– А если нет?
– Значит, погибнем геройски.
– Что ж тут геройского? Крысы подопытные и те погибают достойнее…
На этот раз у нас все получилось. В закуток, забитый ошметками боевого свинца, мы протиснулись в два счета. Страх – жуткая сила, и выбирать нам не приходилось – сплющились, побарахтались и пролезли. Самое скверное, что дым уверенно заполнял кубатуру подвала, мало-помалу добираясь и сюда.
– Я читала, что в таких случаях тряпку надо смочить и вокруг лица обмотать, – сипло проговорила Альбинка.
– Хороший вариант. Только чем намочить? Воды-то – тю-тю…
Я припомнила, как брели мы с папкой по реке с лицами, обмотанными нашей же мокрой одеждой. О совете Альбинки спасатели знали прекрасно – это нам действительно помогло. Пожар рокотал где-то над головами, осыпая искрами и горящими ветками, но самым важным было не задохнуться. Отлично помню, как крепко держал меня папка за руку. Возможно, поэтому не было никакого страха. Волновалась – да, но абсолютно не боялась. Великое дело, когда твою руку согревает родная ладонь!
Я еще раз обследовала кирпичную кладку, мысленно попыталась представить пространственное расположение подвала. Если коридор тянется на запад, то это чуть в стороне от вентиляционного колодца, однако не слишком далеко. Вот если добраться до колодца да попробовать вылезти! Там, конечно, решетки, но старые и ржавые, можно и выломать. Или хотя бы позвонить. Кроме того, это же школьный двор, там постоянно кто-нибудь из ребят тусуется. Значит, можно покричать, позвать на помощь.

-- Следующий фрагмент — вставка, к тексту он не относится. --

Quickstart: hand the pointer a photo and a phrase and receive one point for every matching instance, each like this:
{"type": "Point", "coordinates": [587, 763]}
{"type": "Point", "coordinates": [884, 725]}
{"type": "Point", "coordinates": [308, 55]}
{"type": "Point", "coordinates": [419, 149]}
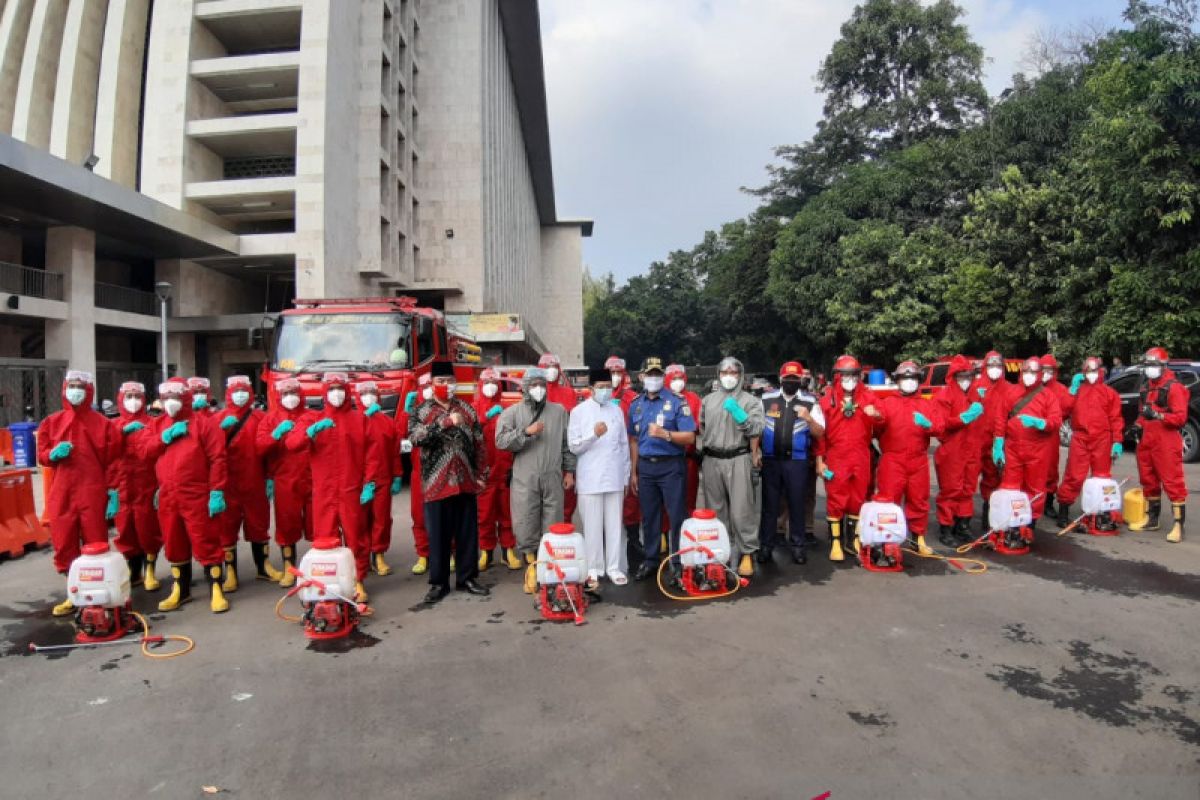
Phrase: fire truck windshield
{"type": "Point", "coordinates": [324, 342]}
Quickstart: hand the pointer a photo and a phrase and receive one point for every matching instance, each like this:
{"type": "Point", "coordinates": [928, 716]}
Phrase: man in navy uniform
{"type": "Point", "coordinates": [793, 421]}
{"type": "Point", "coordinates": [660, 427]}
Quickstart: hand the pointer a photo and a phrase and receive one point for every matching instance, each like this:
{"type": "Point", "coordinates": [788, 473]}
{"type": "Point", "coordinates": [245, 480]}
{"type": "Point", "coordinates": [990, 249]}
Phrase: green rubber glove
{"type": "Point", "coordinates": [1032, 421]}
{"type": "Point", "coordinates": [738, 413]}
{"type": "Point", "coordinates": [216, 503]}
{"type": "Point", "coordinates": [973, 413]}
{"type": "Point", "coordinates": [318, 426]}
{"type": "Point", "coordinates": [174, 432]}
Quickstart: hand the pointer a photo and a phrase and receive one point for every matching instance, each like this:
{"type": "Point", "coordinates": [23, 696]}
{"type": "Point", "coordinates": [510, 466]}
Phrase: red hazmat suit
{"type": "Point", "coordinates": [957, 459]}
{"type": "Point", "coordinates": [342, 459]}
{"type": "Point", "coordinates": [904, 463]}
{"type": "Point", "coordinates": [846, 449]}
{"type": "Point", "coordinates": [1161, 450]}
{"type": "Point", "coordinates": [495, 516]}
{"type": "Point", "coordinates": [246, 505]}
{"type": "Point", "coordinates": [291, 471]}
{"type": "Point", "coordinates": [187, 469]}
{"type": "Point", "coordinates": [1025, 449]}
{"type": "Point", "coordinates": [133, 477]}
{"type": "Point", "coordinates": [79, 493]}
{"type": "Point", "coordinates": [1096, 425]}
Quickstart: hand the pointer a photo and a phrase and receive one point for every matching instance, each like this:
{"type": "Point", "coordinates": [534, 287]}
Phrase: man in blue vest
{"type": "Point", "coordinates": [793, 421]}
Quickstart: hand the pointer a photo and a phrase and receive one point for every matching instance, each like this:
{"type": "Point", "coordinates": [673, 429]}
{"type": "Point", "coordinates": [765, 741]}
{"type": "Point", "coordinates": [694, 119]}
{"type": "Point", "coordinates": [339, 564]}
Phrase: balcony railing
{"type": "Point", "coordinates": [30, 282]}
{"type": "Point", "coordinates": [135, 301]}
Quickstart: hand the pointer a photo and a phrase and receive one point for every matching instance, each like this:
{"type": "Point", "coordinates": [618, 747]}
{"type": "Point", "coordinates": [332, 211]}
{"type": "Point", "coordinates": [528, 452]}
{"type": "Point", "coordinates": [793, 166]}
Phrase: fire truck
{"type": "Point", "coordinates": [390, 341]}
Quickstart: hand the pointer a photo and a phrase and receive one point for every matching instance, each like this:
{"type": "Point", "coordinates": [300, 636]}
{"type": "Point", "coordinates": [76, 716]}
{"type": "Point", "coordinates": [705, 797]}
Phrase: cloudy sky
{"type": "Point", "coordinates": [661, 109]}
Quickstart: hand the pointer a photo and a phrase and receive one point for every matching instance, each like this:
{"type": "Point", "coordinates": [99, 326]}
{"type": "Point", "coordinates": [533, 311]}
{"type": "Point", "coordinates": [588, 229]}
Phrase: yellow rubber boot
{"type": "Point", "coordinates": [217, 601]}
{"type": "Point", "coordinates": [531, 583]}
{"type": "Point", "coordinates": [510, 558]}
{"type": "Point", "coordinates": [64, 609]}
{"type": "Point", "coordinates": [151, 581]}
{"type": "Point", "coordinates": [231, 582]}
{"type": "Point", "coordinates": [835, 552]}
{"type": "Point", "coordinates": [1180, 513]}
{"type": "Point", "coordinates": [289, 560]}
{"type": "Point", "coordinates": [180, 588]}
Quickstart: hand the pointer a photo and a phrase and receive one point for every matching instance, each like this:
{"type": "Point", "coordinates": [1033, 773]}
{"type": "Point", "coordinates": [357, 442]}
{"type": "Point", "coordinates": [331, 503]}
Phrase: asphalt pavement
{"type": "Point", "coordinates": [1073, 672]}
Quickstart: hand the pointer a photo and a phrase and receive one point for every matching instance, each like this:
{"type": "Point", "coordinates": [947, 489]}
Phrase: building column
{"type": "Point", "coordinates": [72, 252]}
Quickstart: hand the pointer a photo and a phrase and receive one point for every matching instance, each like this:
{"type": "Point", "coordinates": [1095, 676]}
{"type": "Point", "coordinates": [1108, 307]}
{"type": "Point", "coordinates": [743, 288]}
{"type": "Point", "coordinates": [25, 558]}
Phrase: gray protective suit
{"type": "Point", "coordinates": [729, 482]}
{"type": "Point", "coordinates": [538, 465]}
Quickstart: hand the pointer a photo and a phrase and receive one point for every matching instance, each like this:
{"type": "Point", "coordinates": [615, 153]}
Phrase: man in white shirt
{"type": "Point", "coordinates": [597, 435]}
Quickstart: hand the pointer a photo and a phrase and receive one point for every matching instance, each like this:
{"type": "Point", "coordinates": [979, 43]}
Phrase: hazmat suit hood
{"type": "Point", "coordinates": [726, 362]}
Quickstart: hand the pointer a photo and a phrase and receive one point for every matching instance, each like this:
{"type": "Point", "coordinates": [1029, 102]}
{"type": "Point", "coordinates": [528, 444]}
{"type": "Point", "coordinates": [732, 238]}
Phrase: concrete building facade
{"type": "Point", "coordinates": [251, 151]}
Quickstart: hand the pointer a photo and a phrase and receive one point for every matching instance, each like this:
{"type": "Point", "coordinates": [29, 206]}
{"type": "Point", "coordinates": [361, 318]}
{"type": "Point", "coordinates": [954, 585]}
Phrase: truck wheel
{"type": "Point", "coordinates": [1191, 433]}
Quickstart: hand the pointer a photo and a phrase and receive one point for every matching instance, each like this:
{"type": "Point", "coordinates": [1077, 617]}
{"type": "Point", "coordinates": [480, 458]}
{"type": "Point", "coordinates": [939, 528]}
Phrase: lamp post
{"type": "Point", "coordinates": [162, 290]}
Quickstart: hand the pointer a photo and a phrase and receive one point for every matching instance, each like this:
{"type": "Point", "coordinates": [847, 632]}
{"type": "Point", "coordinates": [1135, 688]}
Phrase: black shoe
{"type": "Point", "coordinates": [436, 594]}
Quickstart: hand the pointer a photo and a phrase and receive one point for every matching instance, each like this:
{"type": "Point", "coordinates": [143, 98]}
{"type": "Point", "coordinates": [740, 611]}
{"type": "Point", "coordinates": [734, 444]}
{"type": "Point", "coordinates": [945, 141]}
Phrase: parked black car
{"type": "Point", "coordinates": [1128, 385]}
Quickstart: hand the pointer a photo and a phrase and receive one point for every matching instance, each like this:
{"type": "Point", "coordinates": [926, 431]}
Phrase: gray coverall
{"type": "Point", "coordinates": [537, 493]}
{"type": "Point", "coordinates": [729, 482]}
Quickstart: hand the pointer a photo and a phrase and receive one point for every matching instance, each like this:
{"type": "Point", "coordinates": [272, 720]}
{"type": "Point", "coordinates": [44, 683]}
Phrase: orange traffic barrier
{"type": "Point", "coordinates": [19, 525]}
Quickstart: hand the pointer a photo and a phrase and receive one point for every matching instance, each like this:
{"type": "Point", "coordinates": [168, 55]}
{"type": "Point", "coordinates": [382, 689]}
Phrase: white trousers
{"type": "Point", "coordinates": [603, 531]}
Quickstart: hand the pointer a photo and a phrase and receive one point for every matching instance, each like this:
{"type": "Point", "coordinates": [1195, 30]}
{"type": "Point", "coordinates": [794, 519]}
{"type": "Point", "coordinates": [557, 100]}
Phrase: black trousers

Дыры все-таки нашлись, и я вовремя вспомнила про свой железный штырь. Вот и пригодится инструмент…
– Что ты делаешь?
– Проход расширяю.
Я без особого труда выковырнула первый кирпич, бросила его себе под ноги. Дальше дело пошло легче. Альбинка тоже взялась помогать, и очень быстро мы проделали в кирпичной стене достаточных размеров дыру. Я посветила в нее телефоном, но ничего не увидела.
– А дымок-то туда утягивает, – заметила Альбинка.
– Само собой. – сложив кукиш, я сунула его в дыру. – Видишь? Куда фи́га, туда дым. Закон природы.
– Все шутишь?
– Нам шутки строить и жить помогают, – пояснила я. – А временами и выживать. Но если есть тяга, имеется и вентиляция, ты права. – я снова раскашлялась. – Только это не дым, а фосген какой-то!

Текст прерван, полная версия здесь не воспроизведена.